While women are in constant search of self-actualization, practically from birth, men are taught that they are well just as they are. In a patriarchal society, femininity is equated to weakness and emotions are made to be effeminate. Men’s emotions are brushed aside as soon as they float to the surface, repressed, sentenced to marinate in the depths of their mind. They develop into trauma, poor coping mechanisms, a lack of emotional availability, an absence of empathy. Men are doomed from the very start and women are sentenced to a lifetime of tireless emotional labor because of this. Emotionally stunted from childhood, men are congratulated for the bare minimum in adulthood: “He helps her do the dishes!” or “He picks the kids up at school!” Their kids. Their dishes. The bar for men is set so low that there is never any true incentive for self-actualization. They will use their childhood as an excuse, blame their fathers and shame their mothers, and find comfort and validation in their like-minded men. They never seek to better themselves: the patriarchy rears and raises men to uphold it. And women pay the price. They are expected to single-handedly support men through their emotional struggles, and never burden them with their own. When he displays emotions in the relationship, he is sensitive. When she does, she is crazy. Jealousy and anger in men is primal, in women it is insanity. “Behind every man is a great woman” — they stand on our shoulders, and we support them as they build the systems that oppress us, and leave us to fight our oppression on our own. That is the tragedy of being a woman.

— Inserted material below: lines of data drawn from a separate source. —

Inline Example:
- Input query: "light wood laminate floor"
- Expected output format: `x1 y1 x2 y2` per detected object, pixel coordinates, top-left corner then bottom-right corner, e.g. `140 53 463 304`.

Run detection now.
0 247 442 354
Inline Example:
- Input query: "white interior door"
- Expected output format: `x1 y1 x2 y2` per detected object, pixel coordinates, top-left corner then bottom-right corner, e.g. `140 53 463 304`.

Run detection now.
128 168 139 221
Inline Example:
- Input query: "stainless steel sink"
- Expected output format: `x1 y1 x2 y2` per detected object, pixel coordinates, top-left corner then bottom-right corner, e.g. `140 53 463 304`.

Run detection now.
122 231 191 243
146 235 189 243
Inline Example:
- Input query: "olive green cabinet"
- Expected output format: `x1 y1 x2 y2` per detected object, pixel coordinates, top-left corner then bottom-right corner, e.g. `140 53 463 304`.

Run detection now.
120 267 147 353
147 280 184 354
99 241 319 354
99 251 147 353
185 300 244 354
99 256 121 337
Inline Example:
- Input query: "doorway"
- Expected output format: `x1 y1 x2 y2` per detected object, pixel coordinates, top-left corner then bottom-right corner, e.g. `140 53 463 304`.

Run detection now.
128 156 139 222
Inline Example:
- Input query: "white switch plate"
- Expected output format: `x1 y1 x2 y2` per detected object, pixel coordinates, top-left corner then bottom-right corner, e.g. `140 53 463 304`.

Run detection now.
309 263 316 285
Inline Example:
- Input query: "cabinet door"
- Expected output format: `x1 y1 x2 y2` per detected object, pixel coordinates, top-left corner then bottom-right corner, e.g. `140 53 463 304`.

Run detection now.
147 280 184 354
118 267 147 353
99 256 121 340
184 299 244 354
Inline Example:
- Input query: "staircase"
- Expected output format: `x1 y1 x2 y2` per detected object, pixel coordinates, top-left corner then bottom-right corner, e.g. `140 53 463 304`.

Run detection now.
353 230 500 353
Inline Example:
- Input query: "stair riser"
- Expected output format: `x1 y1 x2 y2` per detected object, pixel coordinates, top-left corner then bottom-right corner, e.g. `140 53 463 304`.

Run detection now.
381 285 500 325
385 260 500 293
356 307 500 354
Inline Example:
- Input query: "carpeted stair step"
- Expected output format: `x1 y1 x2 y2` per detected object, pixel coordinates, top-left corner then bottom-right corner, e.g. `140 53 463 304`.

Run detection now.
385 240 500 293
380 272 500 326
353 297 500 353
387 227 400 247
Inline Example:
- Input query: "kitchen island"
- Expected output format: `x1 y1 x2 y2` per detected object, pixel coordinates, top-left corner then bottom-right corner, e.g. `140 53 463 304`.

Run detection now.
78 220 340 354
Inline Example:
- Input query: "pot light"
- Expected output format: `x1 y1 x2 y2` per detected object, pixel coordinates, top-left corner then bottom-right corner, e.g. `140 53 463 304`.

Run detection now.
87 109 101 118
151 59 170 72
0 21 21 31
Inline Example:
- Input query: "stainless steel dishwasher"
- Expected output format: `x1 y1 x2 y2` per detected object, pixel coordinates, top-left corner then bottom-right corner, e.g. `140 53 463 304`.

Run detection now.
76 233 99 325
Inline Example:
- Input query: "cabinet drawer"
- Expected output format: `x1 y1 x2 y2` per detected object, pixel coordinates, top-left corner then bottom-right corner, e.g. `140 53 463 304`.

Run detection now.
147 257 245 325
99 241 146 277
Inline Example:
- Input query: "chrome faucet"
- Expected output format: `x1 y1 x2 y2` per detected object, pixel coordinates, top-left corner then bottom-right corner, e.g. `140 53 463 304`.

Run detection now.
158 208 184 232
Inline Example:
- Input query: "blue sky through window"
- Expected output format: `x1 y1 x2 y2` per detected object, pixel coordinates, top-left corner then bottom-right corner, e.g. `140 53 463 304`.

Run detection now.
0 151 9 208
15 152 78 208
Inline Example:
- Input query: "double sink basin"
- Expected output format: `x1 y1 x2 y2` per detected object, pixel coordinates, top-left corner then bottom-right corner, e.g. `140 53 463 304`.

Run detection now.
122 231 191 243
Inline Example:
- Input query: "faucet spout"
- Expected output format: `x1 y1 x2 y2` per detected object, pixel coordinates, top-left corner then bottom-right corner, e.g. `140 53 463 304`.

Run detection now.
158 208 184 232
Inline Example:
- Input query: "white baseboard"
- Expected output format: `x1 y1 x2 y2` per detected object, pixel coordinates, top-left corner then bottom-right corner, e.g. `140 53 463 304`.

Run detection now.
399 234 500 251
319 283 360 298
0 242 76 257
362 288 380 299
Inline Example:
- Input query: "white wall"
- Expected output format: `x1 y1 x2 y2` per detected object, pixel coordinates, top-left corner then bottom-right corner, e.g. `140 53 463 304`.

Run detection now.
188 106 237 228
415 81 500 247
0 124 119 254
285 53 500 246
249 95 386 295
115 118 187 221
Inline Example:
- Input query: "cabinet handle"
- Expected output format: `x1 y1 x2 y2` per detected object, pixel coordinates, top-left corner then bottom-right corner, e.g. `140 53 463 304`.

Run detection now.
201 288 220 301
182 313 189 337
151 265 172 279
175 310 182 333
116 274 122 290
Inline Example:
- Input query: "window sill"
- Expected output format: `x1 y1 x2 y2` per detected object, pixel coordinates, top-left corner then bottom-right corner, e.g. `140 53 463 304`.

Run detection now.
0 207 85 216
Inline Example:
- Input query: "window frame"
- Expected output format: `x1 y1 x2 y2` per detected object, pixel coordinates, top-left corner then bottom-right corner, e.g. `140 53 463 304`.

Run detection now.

Miscellaneous Mommy issues

Patriarchal society raises inherently entitled men. They are rightfully entitled: society, as it is, was made for them. In love and impatient, women mother their male counterparts. They fold their clothes and pack their suitcases, schedule their haircuts, help them buy clothes. They remind them to schedule dentist appointments and check-ups, and plan vacations. “Why do it, then?” Because someone has to. And just as he expects her to do it, she expects it of herself. The same way that men are conditioned to be dependent, women are conditioned to be dependable.

I have spent the last seven years in heterosexual relationships. I am currently in a heterosexual relationship. It has been difficult to reconcile the love I feel for my partner with the things about him that are inherently male (in the sense that they are deeply embedded in socially constructed definitions of masculinity) and, therefore, inherently oppressive. I find myself exhausted by the same gaps in understanding and empathy that burdened me in previous interactions with men, and tasked with the difficult job of explaining that who he is is harmful to who I am. People grow defensive when their privilege is pointed out to them, and because there is no one more privileged than the cis, straight, white man, there is no one more defensive. Without their awareness and willing abdication, there can never be such a thing as a “healthy” relationship between men and women.